教科書採択:教員の意見で採択候補「絞り込み」禁止通知

 小中学校の教科書の採択に際して、文部科学省が、教育委員会の採択の前に教員らが推薦する教科書を事前に絞り込む行為を禁止する通知を出していたと、『産経新聞』2015年4月9日付が報じている。

 教科書採択にあたっては、現場の学校教員らが教科書調査員となって各教科書の特徴を比較研究し、推薦教科書を1~数種類ピックアップすることがおこなわれてきた。しかし文部科学省はこれを「採択権は教育委員会にある。違法」と決めつけた。

 違法というのは難癖である。子どもの実態や教科書記述の背景となる学問研究の成果に精通していて、また実際に授業をおこなう教員が、教科書の特徴をまとめて比較したほうがより実態に則した比較研究ができるものである。必ずしもすべての校種のすべての教科・分野の教科書に精通しているわけではない教育委員にとっても、判断材料がなければ困ることになるだろう。

 これは、政治的観点から特定の教科書、特に社会に関する内容で特定の価値観を押し付けるための教科書を採択させるための準備とみなしてもいいだろう。育鵬社や自由社のいわゆる「つくる会系」極右教科書の支持者が、教科書採択の仕組みを敵視し、現場教員の意見を排除して教育委員がトップダウン的に採択すべきだとしているのと軌を一にした動きである。
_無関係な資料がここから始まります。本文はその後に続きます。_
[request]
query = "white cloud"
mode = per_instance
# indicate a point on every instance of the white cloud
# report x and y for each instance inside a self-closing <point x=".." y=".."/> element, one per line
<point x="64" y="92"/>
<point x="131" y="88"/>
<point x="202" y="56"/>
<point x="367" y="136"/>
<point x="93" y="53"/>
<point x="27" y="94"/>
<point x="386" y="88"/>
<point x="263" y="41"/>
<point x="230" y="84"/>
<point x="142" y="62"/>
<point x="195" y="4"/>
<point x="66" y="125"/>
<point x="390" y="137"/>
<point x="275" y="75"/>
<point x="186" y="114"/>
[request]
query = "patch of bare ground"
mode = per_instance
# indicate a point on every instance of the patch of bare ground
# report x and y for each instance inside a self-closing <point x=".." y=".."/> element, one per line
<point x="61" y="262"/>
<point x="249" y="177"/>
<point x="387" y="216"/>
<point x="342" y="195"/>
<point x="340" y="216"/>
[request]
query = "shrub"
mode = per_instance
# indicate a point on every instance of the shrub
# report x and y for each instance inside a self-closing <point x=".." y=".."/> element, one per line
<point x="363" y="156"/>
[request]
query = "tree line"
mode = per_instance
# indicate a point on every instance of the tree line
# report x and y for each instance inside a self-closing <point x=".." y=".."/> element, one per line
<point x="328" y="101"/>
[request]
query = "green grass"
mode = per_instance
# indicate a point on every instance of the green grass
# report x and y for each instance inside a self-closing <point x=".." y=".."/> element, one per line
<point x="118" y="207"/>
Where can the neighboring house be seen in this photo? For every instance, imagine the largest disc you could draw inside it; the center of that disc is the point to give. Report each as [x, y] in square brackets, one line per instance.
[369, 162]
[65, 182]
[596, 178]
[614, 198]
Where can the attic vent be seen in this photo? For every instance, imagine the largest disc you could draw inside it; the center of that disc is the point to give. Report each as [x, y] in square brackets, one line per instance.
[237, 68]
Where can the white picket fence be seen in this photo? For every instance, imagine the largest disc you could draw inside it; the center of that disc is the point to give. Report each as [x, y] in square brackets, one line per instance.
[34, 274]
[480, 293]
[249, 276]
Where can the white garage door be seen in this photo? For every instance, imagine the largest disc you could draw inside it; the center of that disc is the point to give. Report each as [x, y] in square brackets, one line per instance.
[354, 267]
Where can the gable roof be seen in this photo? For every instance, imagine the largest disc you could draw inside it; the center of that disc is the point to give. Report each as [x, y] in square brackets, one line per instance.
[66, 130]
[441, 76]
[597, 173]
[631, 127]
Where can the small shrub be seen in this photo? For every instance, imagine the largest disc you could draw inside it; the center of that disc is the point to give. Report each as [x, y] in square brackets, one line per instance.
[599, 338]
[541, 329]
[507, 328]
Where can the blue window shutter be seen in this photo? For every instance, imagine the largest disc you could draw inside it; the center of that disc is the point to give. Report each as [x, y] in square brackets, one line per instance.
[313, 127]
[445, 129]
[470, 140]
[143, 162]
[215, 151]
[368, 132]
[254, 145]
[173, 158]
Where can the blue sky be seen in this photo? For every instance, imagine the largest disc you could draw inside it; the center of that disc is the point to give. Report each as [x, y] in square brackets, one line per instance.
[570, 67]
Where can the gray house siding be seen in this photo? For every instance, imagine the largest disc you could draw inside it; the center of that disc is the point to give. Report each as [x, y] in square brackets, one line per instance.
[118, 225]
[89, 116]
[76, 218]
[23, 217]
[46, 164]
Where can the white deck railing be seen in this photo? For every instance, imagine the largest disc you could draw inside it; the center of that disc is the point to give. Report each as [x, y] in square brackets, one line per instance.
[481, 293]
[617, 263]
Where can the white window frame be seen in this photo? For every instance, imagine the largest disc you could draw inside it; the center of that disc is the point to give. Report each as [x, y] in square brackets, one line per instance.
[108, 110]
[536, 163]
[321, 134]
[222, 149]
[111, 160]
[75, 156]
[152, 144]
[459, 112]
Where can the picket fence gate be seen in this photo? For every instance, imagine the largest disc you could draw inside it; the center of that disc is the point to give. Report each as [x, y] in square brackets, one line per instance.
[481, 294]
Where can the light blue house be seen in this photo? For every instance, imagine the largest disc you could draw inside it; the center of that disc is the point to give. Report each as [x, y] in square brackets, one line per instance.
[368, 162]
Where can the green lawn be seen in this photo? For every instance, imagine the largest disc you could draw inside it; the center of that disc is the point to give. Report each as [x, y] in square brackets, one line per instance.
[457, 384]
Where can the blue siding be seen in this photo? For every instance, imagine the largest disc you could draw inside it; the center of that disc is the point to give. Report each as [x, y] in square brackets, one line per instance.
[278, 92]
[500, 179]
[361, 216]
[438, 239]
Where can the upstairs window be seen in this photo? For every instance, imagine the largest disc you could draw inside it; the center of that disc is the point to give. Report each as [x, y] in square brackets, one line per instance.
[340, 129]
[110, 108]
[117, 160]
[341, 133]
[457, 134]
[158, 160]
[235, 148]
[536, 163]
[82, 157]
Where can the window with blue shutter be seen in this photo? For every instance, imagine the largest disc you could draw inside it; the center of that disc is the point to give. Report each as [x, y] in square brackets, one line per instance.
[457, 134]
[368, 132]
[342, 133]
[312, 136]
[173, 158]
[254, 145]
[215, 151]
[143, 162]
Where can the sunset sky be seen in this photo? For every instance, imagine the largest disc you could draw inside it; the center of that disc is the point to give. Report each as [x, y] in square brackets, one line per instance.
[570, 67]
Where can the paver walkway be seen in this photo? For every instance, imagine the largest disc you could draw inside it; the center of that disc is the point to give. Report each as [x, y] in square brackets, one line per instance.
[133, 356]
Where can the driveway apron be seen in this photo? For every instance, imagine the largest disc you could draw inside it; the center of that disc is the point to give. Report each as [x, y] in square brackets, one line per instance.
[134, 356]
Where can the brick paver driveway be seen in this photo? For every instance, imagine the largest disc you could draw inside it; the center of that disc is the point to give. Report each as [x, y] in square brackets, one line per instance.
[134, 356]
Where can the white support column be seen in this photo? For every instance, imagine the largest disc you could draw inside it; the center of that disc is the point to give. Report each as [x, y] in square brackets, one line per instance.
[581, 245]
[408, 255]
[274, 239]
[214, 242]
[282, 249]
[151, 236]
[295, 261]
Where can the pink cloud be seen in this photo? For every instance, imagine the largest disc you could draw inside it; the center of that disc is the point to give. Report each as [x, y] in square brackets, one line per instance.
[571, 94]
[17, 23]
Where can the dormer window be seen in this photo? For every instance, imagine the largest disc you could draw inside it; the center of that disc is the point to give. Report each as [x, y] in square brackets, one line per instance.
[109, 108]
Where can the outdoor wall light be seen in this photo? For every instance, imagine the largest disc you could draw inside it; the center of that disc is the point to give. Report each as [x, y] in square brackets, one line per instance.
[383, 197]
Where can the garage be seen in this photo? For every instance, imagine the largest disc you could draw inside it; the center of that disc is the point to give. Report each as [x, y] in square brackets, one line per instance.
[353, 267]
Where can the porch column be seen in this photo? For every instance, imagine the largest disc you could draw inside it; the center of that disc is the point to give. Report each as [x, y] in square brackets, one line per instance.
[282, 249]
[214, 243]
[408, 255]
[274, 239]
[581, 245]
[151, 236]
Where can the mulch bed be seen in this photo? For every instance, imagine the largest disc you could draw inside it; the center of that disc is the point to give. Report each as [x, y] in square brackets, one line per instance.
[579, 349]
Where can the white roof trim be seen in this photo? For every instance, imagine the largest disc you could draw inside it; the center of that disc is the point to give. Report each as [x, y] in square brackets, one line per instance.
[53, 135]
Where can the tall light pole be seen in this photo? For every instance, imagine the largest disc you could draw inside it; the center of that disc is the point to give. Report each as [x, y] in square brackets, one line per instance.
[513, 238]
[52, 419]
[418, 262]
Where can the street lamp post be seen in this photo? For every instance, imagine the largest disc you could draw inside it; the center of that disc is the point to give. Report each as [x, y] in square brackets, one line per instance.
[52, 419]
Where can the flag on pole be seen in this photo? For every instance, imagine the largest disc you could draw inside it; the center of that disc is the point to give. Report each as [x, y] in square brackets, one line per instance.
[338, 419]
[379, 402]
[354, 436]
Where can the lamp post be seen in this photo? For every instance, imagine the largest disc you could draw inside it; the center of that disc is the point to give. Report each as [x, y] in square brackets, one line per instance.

学問的・教育的には相手にされないレベルのトンデモだから、強権的に押し付けようとしているのである。

 社会に関する内容を扱う社会科の教科書が標的にされるのは予想がつくが、この他にも社会に関する内容に触れて、一部の政治勢力にとっては目の敵にする内容も含まれるような家庭科(特に家族などの内容)・保健(性教育など)といった教科・分野も標的にされるおそれがある。

 安倍政権自身も各分野で極右タカ派的な傾向が目立つが、教育分野でも例外ではない。前回の安倍政権では改悪教育基本法が成立した。一度首相を辞めて後年に復帰した現安倍政権でも、沖縄県八重山教科書問題での極右的な対応・価値観押し付けの道徳教育の教科化など、タカ派的な動きが目立っている。その動きを反映したものだと言え、極めて危険である。